No i zagorzali kibice zaczęli ataki w sprawie orła. Na wszystkich portalach informacyjnych i sportowych rozpoczęły się dyskusje na temat wyglądu nowych strojów. Większość ludzi jest oburzona, że nie ma orła, a niektórym to nie przeszkadza. Zaczynają się kłótnie, a PZPN w swoim stylu broni się: czyli ukrywa się przed kibicami. Złość jest taka duża, że na meczu z Włochami obok popularnego "Jebać PZPN", słychać także " Gdzie jest Orzeł.?". Wielu proponowało na forach, stronach internetowych, bojkotowanie meczu lub pisanie petycji. Natomiast zarząd związku poinformował, ze stroje zostaną najwcześniej zmienione dopiero w 2013 r. Co to ma być do cholery???? Czy od honoru naszych przodków, państwa i nas jest ważniejsza kasa od sponsorów?

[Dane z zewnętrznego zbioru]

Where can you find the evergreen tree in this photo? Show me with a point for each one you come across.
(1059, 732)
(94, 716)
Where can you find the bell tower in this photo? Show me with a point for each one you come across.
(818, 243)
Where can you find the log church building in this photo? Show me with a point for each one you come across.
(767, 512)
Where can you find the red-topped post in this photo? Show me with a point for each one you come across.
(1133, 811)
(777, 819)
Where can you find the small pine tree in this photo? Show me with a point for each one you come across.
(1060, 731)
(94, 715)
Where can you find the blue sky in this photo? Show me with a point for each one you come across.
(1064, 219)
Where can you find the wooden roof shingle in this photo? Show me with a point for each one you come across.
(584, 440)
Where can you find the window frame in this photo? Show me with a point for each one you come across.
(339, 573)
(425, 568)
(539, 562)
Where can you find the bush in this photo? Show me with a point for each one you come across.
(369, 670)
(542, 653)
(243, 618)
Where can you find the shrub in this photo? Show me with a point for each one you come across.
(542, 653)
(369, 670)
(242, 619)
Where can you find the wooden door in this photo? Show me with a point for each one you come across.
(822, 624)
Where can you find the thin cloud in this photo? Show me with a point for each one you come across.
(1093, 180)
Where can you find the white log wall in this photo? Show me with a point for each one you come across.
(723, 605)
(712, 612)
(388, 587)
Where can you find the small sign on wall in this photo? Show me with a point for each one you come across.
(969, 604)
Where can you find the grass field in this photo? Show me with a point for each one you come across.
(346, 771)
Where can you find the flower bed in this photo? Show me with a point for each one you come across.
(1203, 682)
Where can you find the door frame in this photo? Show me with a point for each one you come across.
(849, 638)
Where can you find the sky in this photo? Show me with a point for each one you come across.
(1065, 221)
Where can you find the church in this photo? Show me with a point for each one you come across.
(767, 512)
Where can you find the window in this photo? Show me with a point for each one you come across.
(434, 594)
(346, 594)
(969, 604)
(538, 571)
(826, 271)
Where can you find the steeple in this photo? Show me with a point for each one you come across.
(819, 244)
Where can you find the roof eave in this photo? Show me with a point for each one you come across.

Zadajmy sobie pytanie: Czy drużyna reprezentacji obojętnie jakiej dyscypliny ma grać jako Polska czy jako Związek danego sportu. Bo moim zdaniem zamiast godła lub ewentualnie Flagi państwa daje się logo PZPN to reprezentacja staje się klubem piłkarskich. Bo ona nie reprezentuje nas czyli naród Polski tylko związek piłkarski.. To tak samo jak np: Wisła Kraków reprezentuje Kraków, a Legia Warszawę. Nawet w czasach komunizmu władze pozwalały sportowcom nosić godło na piersi, gdy występowali na arenie międzynarodowej. I w dodatku ta "tablica rejestracyjna" gdzie znajduje się się numer zawodnika. Lato musiał być naprawdę pijany, że pozwolił na to. Tak samo dobrze zamiast orła mogło by być zdjęcie jego twarzy o poranku. No ludzie trochę szacunku dla tego państwa. Nie jestem całkowitym patriotą, ale szanuję naszą historię. Lato przecież za czasów swojej kariery biegał z orłem na klacie, to czemu dalej nie pozwoli na to dzisiejszym piłkarzom. On sam powinien wiedzieć co to za zaszczyt reprezentować, grać i wygrywać dla państwa, a nie dla ZWIĄZKU. Jeszcze w czasach, gdzie PZPN nie jest już w ogóle szanowane przez polskich kibiców robią takie coś. Dodatkowo logo PZPN przypomina bardzo symbol pewnej partii o nazwie PiS. Czy to jakieś powiązanie polityczne? heh czyżby Kaczor polubił Lato? Hahaha , no ale nie o tym mowa. Co zrobi Lato? Zobaczymy, ale zły wynik Polski na EURO może się dla nie go bardzo źle skończyć.
Na koniec.Jestem tylko ciekawy, czy piłkarze naszej narodowej drużyny przestaną się bać "Komunistów Laty" i też przeciwstawią się im. Bo co będą robić gdy ktoś z nich zdobędzie gola?? Czy pocałują logo tak samo jak godło? Może zamiast śpiewać "biało-czerwoni gola" to będziemy krzyczeć :"PZPN Gola". Na pewno jest to kolejny z wielu DUŻYCH MINUSÓW Pana Grzegorza Lato i jego bolszewików. Dlatego walczmy o to co walczyli nasi przodkowie czyli o NASZEGO ORŁA!!!!!.